Like she always did, Scheibner’s wife, Megan, went to work ironing his uniform. She shooed their eight children outside to enjoy the fall weather.    

AUDIO: Typically a scheduler will call you up and confirm that assignment, so you’ll know you’re going to work. And somewhere between when I saw my name had been assigned on the computer and when the phone call was supposed to be made, the phone never rang.

That’s because senior pilot Tom McGuinness decided to take the flight. During a 30-minute window of opportunity, he bumped Scheibner off the trip.

AUDIO: So at that moment they erased my name from the trip and put Tom’s on it. I’d already packed my bags and put them in the car, set my alarm clock and was ready to go.

Hours later, both pilots went to bed. The next morning McGuinness showed up for work at Boston’s Logan International Airport. Scheibner went to his other job with the Navy.

Scheibner’s phone started ringing soon after the tragedy. It took time, however, for the emotional gravity of what had happened to sink in. He tells of logging onto his computer later that evening and seeing the flight he’d signed up to co-pilot. It was marked “sequence failed continuity.” That’s code for a flight that never made it to its destination.

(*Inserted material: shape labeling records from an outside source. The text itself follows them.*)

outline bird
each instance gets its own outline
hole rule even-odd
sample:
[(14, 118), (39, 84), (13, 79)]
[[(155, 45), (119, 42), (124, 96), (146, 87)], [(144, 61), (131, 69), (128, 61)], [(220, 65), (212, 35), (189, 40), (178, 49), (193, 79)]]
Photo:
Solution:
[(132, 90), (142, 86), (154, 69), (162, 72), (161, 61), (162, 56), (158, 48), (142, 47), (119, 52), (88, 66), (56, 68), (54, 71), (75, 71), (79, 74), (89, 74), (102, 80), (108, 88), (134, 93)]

AUDIO: The way I describe it to audiences is I’m living on borrowed time. I can mark on the calendar the day I should have died, and I saw my smoking hole, and it was on national TV, right? 

He says that knowledge carries with it an obligation…

AUDIO: You can’t just put that on arm’s length and say, “Ok, God, well I’m going to go back to ordinary life. You have to search out the answer for why did God spare your life.

More than 2,900 people died during the attacks on 9/11. Scheibner knew both of the pilots on board Flight 11 and many of the flight attendants. Some days he felt guilty for being alive.

AUDIO: I thought to myself, I’ve got to stop living like a “someday saint.” You know – someday I’m going to do it and one excuse after another for keeping God’s will for my life at arm’s length. 9/11 was a catalytic moment for myself and our family.   

Scheibner and his wife went on to found a ministry called CharacterHealth. This year, he’ll speak at 40 events across the country and the globe.

AUDIO: I do a lot of training for the Navy, and that’s almost all people who don’t know the Lord or don’t have a Christian worldview for sure. And they’re aching for answers. They’re aching for leadership. It’s amazing. They pepper me with parenting questions and marriage questions.

On the tenth anniversary of 9/11, Scheibner’s oldest son released a 15-minute film about his parents’ experience called “In My Seat.” The piece has had more than 2-and-a-half million hits on YouTube.

AUDIO: All of us have major life events in our lives. It’s either a death in the family or the loss of a job or some other thing that’s a catalytic moment. And you have to allow God to do what He’s going to do with those moments. [Applause]

For WORLD Radio, I’m Kim Henderson reporting from Starkville, Mississippi.


(Photo/Sean Adair, Reuters) UA Flight 175 flies toward the south tower of the World Trade Center while the north tower burns.

WORLD Radio transcripts are created on a rush deadline. This text may not be in its final form and may be updated or revised in the future. Accuracy and availability may vary. The authoritative record of WORLD Radio programming is the audio record.